Build a History object with standard test parameters.

This helper function reduces code duplication when constructing History objects in tests by providing sensible defaults for timing parameters.

Parameters:

steps (List[StepData]) – List of StepData objects representing the episode history.
reach_terminal (bool) – Whether the terminal state was reached. Defaults to False.
discount_factor (float) – Discount factor for the history. Defaults to 0.95.
average_state_sampling_time (float) – Average time for state sampling. Defaults to 0.0.
average_action_time (float) – Average time for action selection. Defaults to 0.0.
average_observation_time (float) – Average time for observation generation. Defaults to 0.0.
average_belief_update_time (float) – Average time for belief updates. Defaults to 0.0.
average_reward_time (float) – Average time for reward calculation. Defaults to 0.0.
actual_num_steps (Optional[int]) – Actual number of steps in the history. If None, uses len(steps).
policy_run_data (Optional[List[PolicyRunData]]) – Policy run data for the history. If None, uses empty list.

Return type:

History

Returns:

History object with standard timing values and provided steps.

Example

>>> from POMDPPlanners.core.simulation import StepData
>>> from POMDPPlanners.core.belief import WeightedParticleBelief
>>> import numpy as np
>>> belief = WeightedParticleBelief(particles=[0, 1], log_weights=np.array([0.0, -0.1]))
>>> steps = [StepData(state=0, action=1, next_state=0, observation=2, reward=10.0, belief=belief)]
>>> history = build_test_history(steps, reach_terminal=True)
>>> history.reach_terminal_state
True
>>> history.actual_num_steps
1

POMDPPlanners.tests.test_utils.test_action_samplers module

POMDPPlanners.tests.test_utils.test_belief_factory module

POMDPPlanners.tests.test_utils.test_confidence_interval_utils module

POMDPPlanners.tests.test_utils.test_config_loader module

POMDPPlanners.tests.test_utils.test_config_to_id module

class POMDPPlanners.tests.test_utils.test_config_to_id.TestConfigToId[source]

Bases: object

Test cases for the config_to_id function.

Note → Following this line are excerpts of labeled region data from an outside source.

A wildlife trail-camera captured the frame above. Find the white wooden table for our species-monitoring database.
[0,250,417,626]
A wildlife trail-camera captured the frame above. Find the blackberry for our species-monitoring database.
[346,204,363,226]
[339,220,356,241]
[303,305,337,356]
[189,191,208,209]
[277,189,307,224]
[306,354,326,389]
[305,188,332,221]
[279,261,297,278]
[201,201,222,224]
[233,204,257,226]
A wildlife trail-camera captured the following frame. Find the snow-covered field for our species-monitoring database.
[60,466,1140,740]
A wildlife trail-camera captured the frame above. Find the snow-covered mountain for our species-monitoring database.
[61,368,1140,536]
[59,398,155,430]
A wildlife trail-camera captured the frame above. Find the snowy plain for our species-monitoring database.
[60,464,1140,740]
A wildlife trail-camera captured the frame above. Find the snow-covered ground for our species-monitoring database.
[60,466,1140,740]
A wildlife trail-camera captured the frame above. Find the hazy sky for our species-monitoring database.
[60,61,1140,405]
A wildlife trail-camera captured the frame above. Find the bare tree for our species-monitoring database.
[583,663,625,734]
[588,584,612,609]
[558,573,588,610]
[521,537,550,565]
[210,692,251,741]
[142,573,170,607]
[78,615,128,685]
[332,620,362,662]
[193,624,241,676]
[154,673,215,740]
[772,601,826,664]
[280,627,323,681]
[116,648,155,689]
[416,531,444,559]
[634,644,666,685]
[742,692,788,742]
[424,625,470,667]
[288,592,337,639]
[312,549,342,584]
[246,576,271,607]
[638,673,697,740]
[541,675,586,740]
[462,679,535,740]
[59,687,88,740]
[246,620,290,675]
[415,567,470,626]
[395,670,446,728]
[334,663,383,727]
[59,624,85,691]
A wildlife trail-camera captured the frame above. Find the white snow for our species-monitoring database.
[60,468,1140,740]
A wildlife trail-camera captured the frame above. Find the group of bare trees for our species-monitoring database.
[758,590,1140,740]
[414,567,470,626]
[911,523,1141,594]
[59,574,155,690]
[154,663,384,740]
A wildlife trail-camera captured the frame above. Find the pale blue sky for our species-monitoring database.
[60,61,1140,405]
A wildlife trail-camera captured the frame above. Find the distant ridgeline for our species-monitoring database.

test_deterministic_hashing()[source]

Test that config_to_id produces deterministic results across multiple calls.

Purpose: Validates that identical configurations always produce identical hash IDs

Given: The same configuration dictionary used multiple times When: config_to_id is called repeatedly on the same configuration Then: All calls produce identical hash IDs

Test type: unit

test_empty_dict_handling()[source]

Test config_to_id with empty dictionary.

Purpose: Validates that empty dictionaries produce consistent hash IDs

Given: Empty dictionary configuration When: config_to_id is called on the empty dictionary Then: Consistent hash ID is produced

Test type: unit

test_hash_collision_resistance()[source]

Test that similar configurations produce different hash IDs.

Purpose: Validates that small changes in configuration produce different hash IDs

Given: Multiple configurations with small differences When: config_to_id is called on each configuration Then: Each configuration produces a unique hash ID

Test type: unit

test_key_order_independence()[source]

Test that dictionary key order does not affect hash ID.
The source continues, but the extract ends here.